Statistical models for CD4 cell counts and HIV RNA viral load in HIV-infected pregnant women and children

Supervisors: Dr Claire Townsend, Dr Mario Cortina Borja, and Dr Claire Thorne

Statistical models for joint immunological/virological markers in HIV-positive women and their infected offspring provide important information to aid decision-making regarding clinical management and treatment, and policy (1). The proposed work is methodological in nature, based on real-life data on HIV-positive women and children collected in several on-going European cohort studies. This research will focus on developing appropriate and efficient statistical models for analysing markers of HIV infection, including HIV viral load. Such models will contribute to a greater understanding of how HIV infection develops in childhood and pregnancy, especially with respect to treatment, and its impact on the immune system: CD4 cells, the preferred target of HIV, the depletion of which leads to the characteristic immunosuppression seen in HIV disease (2). Data patterns that emerge as a consequence of the joint modelling of CD4 cells and viral load may lead to improvements in our understanding of HIV disease progression and response to treatment, and ensure that clinical management is optimised (3). This is particularly important for HIV-infected children, who may have started life-long treatment during infancy (4).

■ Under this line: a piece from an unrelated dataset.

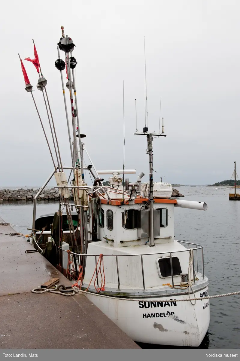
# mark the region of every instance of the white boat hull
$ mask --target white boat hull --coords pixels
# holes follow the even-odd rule
[[[195,293],[208,295],[208,287]],[[149,299],[144,302],[112,299],[86,295],[89,299],[134,341],[155,344],[199,346],[209,323],[209,301],[172,302],[169,297]],[[188,295],[174,297],[183,299]],[[146,298],[145,299],[147,299]],[[162,303],[161,300],[169,299]]]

The successful candidate, based within the Centre for Paediatric Epidemiology and Biostatistics, will develop and implement statistical methods based on local dependence and copulae (5) to analyse joint variation in longitudinal CD4 cell counts and viral load measurements in HIV-positive pregnant women and children and disseminate these analyses in the form of conference abstracts and scientific papers. Note that although the project focuses on HIV-positive pregnant women and children, its methodological findings on modelling bivariate distributions will apply to other situations; e.g., where no gold standard for a definitive diagnosis exists and results of two immunoassays are used to assess infection status. The project aims to develop complex statistical methods directly addressing real-life problems posed by observational data. This is an exciting opportunity to learn methodological skills whilst also gaining hands-on experience of working on data from large cohort studies with real and useful applications.

References:
1)European Collaborative Study prepared by Patel D; Cortina-Borja M; Thorne C; Newell M-L. (2007) Time to Undetectable Viral Load after Highly Active Antiretroviral Therapy Initiation among HIV-Infected Pregnant Women. Clinical Infectious Diseases, 44, 1647-1656
2) European Collaborative Study prepared by Bunders M; Cortina-Borja M; Newell M-L; (2005) Age related standards for total lymphocyte CD4} and CD8+ T cell counts in children born in Europe. The Pediatric Infectious Disease Journal, 24, 595-600
3) Thiebaut R; Jacqmin-Gadda H; Babiker A; et al. (2005) Joint modelling of bivariate longitudinal data with informative dropout and left-censoring, with application to the evolution of CD4+cell count and HIV RNA viral load in response to treatment of HIV infection. Statistics in Medicine, 24, 65-82
4) Lewis J; Walker SA; Castro H; et al (2012) Age and CD4 Count at Initiation of Antiretroviral Therapy in HIV-Infected Children: Effects on Long-term T-Cell Reconstitution. Journal of Infectious Diseases, 205, 548-556
5) Yan J (2007) Enjoy the Joy of Copulas: With a Package copula. Journal of Statistical Software, 21, 1-18.